QUAYOLA

Quayola (b. 1982, Italy) is a visual artist working across video, sculpture, installation, and performance. He uses software, algorithms, and robotics to deconstruct and reimagine art historical subjects, ranging from Renaissance painting and Baroque sculpture to architectural façades and natural landscapes. Rather than reproducing traditional forms, Quayola interrogates them through machine-led processes, revealing abstract structures, symmetries, and rhythms that emerge from digital reinterpretation. His long-running series such as Strata, Iconographies, Pleasant Places, and Sculpture Factory challenge viewers to consider the changing role of craftsmanship, beauty, and authorship in an era increasingly shaped by automation and artificial intelligence.
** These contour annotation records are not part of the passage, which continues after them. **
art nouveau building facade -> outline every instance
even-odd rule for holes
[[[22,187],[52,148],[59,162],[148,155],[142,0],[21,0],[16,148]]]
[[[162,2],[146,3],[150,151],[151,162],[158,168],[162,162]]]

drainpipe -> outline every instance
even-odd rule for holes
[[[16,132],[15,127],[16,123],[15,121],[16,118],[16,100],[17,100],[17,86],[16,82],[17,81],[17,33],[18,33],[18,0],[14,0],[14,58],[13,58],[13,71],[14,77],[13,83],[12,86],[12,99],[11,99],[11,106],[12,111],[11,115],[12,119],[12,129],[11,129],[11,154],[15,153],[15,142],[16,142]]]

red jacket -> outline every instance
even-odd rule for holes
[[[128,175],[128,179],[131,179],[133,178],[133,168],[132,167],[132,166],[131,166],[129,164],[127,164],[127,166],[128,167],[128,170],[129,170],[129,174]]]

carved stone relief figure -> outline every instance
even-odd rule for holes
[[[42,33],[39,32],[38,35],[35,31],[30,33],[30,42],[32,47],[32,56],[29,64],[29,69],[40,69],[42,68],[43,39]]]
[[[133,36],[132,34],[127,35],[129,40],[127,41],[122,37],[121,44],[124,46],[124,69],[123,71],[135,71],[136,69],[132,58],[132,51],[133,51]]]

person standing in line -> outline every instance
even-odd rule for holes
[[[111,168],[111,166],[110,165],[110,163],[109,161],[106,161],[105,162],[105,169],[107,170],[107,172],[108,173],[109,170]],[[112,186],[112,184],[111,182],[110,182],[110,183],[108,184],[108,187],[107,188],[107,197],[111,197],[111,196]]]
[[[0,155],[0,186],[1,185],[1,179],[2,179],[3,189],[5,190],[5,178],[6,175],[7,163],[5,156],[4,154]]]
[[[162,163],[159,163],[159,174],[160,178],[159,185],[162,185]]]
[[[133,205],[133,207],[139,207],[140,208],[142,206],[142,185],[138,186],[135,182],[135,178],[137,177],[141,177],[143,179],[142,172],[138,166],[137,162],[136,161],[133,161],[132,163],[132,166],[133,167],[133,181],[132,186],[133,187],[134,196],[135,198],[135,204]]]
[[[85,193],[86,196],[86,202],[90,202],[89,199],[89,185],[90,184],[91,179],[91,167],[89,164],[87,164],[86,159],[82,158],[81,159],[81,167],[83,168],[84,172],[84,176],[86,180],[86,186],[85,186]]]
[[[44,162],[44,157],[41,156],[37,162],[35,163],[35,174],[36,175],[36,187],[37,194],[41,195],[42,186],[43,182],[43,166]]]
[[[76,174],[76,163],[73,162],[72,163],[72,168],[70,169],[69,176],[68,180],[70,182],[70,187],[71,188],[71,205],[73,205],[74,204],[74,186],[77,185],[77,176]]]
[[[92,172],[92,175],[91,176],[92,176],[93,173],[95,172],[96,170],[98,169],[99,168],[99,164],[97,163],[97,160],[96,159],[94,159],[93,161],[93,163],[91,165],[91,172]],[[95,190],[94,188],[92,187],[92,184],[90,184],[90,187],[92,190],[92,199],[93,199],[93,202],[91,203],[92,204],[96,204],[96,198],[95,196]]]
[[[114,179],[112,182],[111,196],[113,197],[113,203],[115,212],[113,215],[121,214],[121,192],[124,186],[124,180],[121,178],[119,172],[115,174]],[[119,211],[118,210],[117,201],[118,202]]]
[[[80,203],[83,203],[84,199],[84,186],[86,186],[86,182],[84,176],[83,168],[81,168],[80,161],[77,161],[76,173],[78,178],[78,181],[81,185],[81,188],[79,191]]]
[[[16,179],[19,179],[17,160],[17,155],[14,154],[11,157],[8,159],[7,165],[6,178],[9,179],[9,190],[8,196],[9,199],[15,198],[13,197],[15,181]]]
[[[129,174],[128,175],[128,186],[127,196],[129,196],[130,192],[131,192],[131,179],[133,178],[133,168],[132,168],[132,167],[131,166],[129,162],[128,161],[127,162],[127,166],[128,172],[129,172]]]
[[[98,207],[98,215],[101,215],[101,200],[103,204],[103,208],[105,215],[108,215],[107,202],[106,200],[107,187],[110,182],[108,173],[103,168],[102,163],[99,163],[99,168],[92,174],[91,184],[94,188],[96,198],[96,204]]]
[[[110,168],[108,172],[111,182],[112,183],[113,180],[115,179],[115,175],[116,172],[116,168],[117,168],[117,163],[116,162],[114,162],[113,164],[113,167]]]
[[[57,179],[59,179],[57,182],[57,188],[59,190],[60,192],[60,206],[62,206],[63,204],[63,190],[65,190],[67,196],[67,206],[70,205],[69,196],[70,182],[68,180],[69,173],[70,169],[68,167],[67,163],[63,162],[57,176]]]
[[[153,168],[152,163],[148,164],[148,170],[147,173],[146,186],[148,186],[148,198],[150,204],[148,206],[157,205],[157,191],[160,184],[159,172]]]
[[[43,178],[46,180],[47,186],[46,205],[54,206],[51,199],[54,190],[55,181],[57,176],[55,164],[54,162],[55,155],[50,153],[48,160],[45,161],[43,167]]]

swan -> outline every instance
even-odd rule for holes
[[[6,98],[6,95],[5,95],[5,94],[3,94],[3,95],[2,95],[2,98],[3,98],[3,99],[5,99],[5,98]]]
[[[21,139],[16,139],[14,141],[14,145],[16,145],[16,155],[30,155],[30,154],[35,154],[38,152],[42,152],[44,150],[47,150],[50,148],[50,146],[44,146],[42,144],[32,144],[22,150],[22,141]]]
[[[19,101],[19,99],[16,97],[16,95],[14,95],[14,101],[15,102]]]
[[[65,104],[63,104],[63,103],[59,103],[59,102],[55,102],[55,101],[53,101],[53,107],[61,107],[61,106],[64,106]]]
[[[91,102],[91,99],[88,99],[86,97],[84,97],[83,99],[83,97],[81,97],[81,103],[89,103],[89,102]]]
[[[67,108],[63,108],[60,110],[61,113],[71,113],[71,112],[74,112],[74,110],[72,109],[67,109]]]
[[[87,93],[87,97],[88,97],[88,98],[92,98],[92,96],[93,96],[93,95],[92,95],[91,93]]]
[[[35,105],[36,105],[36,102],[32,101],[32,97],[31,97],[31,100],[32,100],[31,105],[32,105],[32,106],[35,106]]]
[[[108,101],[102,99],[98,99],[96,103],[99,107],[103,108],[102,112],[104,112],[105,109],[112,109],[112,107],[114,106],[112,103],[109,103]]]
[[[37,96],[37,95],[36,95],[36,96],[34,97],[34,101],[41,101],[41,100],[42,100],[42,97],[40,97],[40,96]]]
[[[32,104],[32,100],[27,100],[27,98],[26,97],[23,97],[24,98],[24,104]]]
While rooted in contemporary technology, Quayola’s work maintains a strong dialogue with the history of Western art and continues to be exhibited at major art and media institutions globally.

Selected exhibitions

Centre Pompidou, Paris; V&A, London; Park Avenue Armory, New York; Ars Electronica, Linz; National Art Center, Tokyo; SeMA, Seoul; How Art Museum, Shanghai; UCCA Lab, Beijing; Museo Nacional de Bellas Artes, Buenos Aires; British Film Institute, London; Villa Panza, Varese; Espacio Fundación Telefónica, Madrid; National Gallery, London; BOZAR Centre for Fine Arts, Brussels; Musée des Beaux-Arts, Nancy; Queensland Art Gallery / GOMA, Brisbane; Museum of Contemporary Art, Montreal; Museum of Old and New Art (MONA), Hobart; Palais de Tokyo, Paris; MAK – Museum of Applied Arts, Vienna.

Selected collections

Centre Pompidou, Paris; V&A, London; British Council Collection, London; Borusan Contemporary, Istanbul; Fundación Telefónica, Madrid; How Art Museum, Shanghai.